LPGA Founder and Hall of Fame member Marilynn Smith, whose remarkable life will be celebrated by friends, family and the world of golf in Phoenix tomorrow (May 11), positively influenced the lives of everyone she touched and a heartwarming example of this surfaced just a few days after she passed away on April 9 at the age of 89.
Jim Hawley, a mere teenager when he caddied for Smith at two LPGA Tour events during the late 1960s, wrote a letter to her in late March this year but sadly it never arrived at LPGA headquarters in time for the addressee to read it. That letter, which he penned on March 28, was his first communication with Smith in almost 50 years and it was written as a personal thank-you for the massive impact which she had on him and on his future career.
"She was such an inspiration to me, and she had a huge effect on my life," Hawley, who caddied for Smith at the 1968 Gino Paoli Open and the 1969 Danbury Lady Carling Open in Danbury, Connecticut, told LPGA.com. "She commanded such a presence by just being so sweet, so genuine and so sincere. I really wanted to take a page out of her mannerisms, her attitudes and her reflections. She was such a classy person that she just made you want to take her for a role model. She taught me about respect and honor, and I can hardly say enough good about her. And never did you hear a bad word from her on the course. She loved golf but she kept it all in perspective. I caddied for other ladies and everyone is capable of getting upset and losing it out on the golf course, but she was always the picture of hospitality. You talk about the kind of person you want to have as the poster child for the LPGA. She was it."
Hawley vividly recalls how he first got to carry Smith's bag at his home course, Ridgewood Country Club in Danbury, and how the strong rapport they quickly established led to an unfortunate argument he had with his mother.
"I was aged just 16 but I had gotten pretty senior in my status at the Ridgewood Country Club as a caddie and it kind of went by what status you had and who you wanted to caddie for," Hawley said. "I had seen Marilynn in years previous and I knew that I wanted to caddie for her, and so I did! It was a wonderful, wonderful relationship. I wanted to make it a fulltime job, but my mother insisted that I needed to go to school and get into college. So I only caddied for Marilynn at Ridgewood for those two tournaments. Unfortunately that caused one of the biggest arguments I ever had with my mother. I wanted to go on tour with Marilynn but my mother forbade it. I often wonder how things might have turned out otherwise."
The opportunity to caddie for Smith in 1968 and 1969 was a dream come true for Hawley. One of the 13 pioneering women who founded the LPGA in 1950, Smith had established herself among the biggest names in the game and she ended her glittering professional career with a total of 21 victories on the LPGA Tour, including two major championships.
REMEMBERING ‘MISS PERSONALITY’
Yet for all her achievements on the golf course as a fierce and highly successful competitor, Smith was remembered even more for her warm-hearted nature and her generosity of spirit. She was nicknamed ‘Miss Personality’ by her fellow Founders because of her ultra-friendly nature and her outgoing presentations on behalf of women's golf.

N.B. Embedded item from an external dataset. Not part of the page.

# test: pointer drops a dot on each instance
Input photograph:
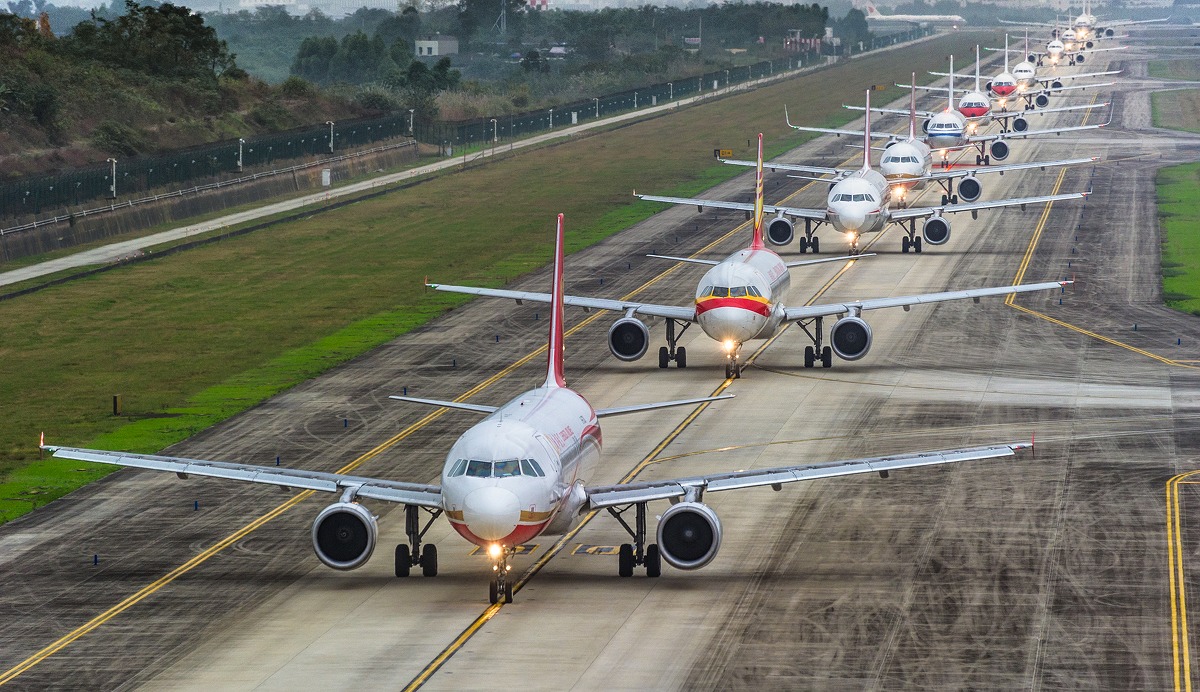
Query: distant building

"I never saw a sweeter, kinder or gentler woman who could hit the daylights out of the golf ball," said Hawley. "In those days, the LPGA was giving out cars to the players. They were white, I think they were Pontiacs, and I always remember seeing her car because it had her name on it, 'Marilynn Smith, Miss Personality'. She paid me WAY more than I was worth, and she made me feel like a million dollars.”
Asked how much money he received from Smith, Hawley chuckled: “She gave me $100 a day which, for a 16-year-old kid in the late sixties, was a gold rush! I don't recall having discussions with other caddies about how much money they got but I always felt like I was the highest paid. That was so much money for a kid back in that time and I was just overwhelmed. And she paid me in cash every day.”

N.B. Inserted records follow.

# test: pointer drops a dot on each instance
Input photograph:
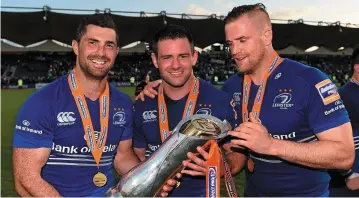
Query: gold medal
(100, 179)
(250, 165)
(178, 184)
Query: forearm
(36, 187)
(319, 154)
(125, 161)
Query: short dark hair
(239, 11)
(102, 20)
(171, 32)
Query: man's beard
(95, 74)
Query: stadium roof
(27, 28)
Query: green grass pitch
(11, 101)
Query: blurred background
(36, 39)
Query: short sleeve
(139, 140)
(33, 128)
(325, 108)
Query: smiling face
(96, 52)
(174, 60)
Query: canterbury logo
(65, 117)
(149, 115)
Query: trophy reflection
(147, 178)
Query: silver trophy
(148, 177)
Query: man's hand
(253, 136)
(197, 165)
(148, 90)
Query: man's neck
(261, 70)
(176, 93)
(91, 88)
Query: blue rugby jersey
(350, 95)
(146, 131)
(50, 118)
(293, 109)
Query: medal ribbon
(96, 147)
(260, 93)
(188, 110)
(354, 80)
(258, 100)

Hawley, who enjoyed a long career with the Eastman Kodak Company before retiring five years ago, has just one regret – that he and Smith never crossed paths again after their player-caddie association in 1968 and 1969 came to an end.

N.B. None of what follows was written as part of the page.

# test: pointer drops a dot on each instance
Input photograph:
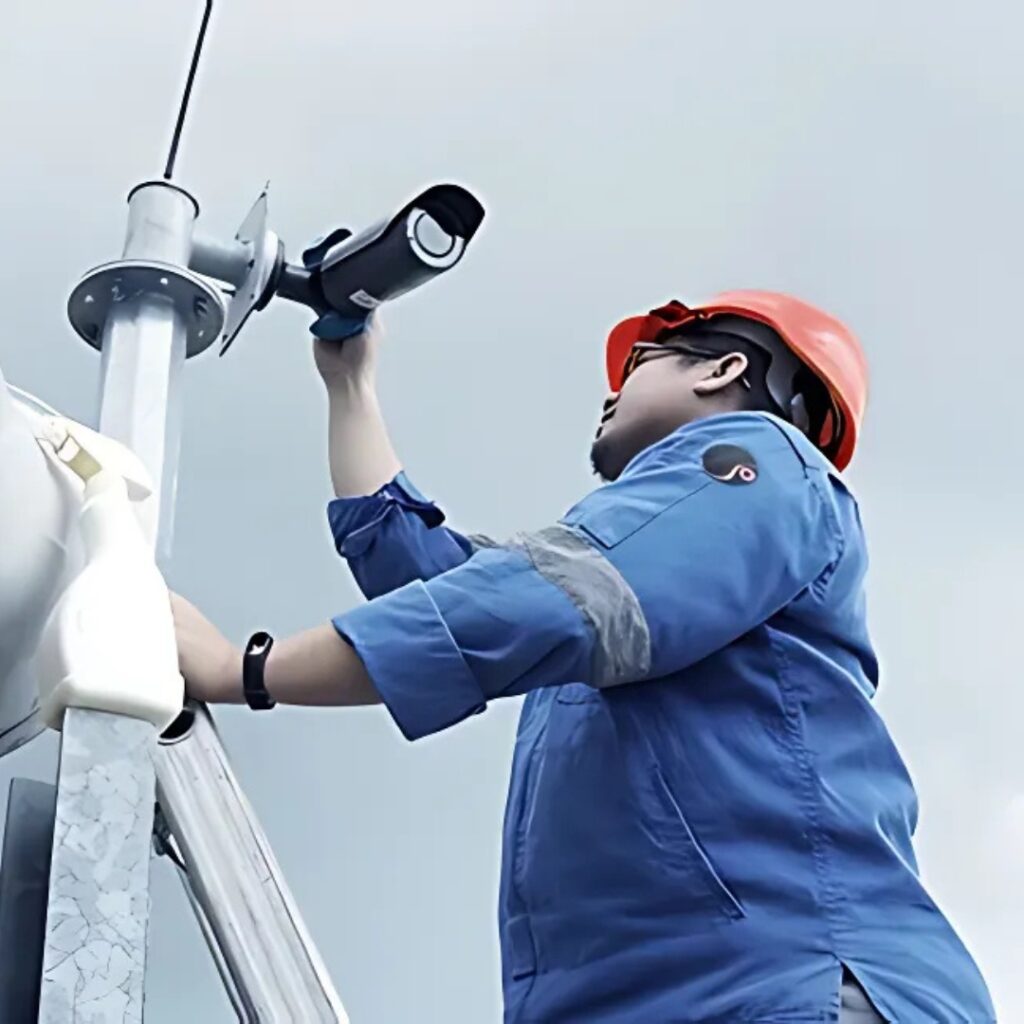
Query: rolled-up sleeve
(438, 650)
(394, 537)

“Although my caddying career went through my college days, the LPGA never came back to Danbury,” said Hawley, who now spends as much as time as possible with his children and grandchildren when he is not doing volunteer work for Kairos Prison Ministry, a Christian faith-based ministry that addresses the spiritual needs of incarcerated men, women, youth and their families.
“I’ve followed the LPGA all my life and I've been to several LPGA Tour events since then, but I never saw Marilynn in any of them. It just tickled me, year in and year out, to see her on TV at the Founders Cup in Phoenix. I always pointed her out to my wife, children, grandchildren and friends. And I kept saying to myself, 'Jimmy, you just want to go to that tournament, go meet her and say hi again.' That had certainly crossed my mind since I have been in retirement and it's too bad now that I left it too late. I can only wish we had made that connection while she was still alive. What a wonderful person, what a wonderful life."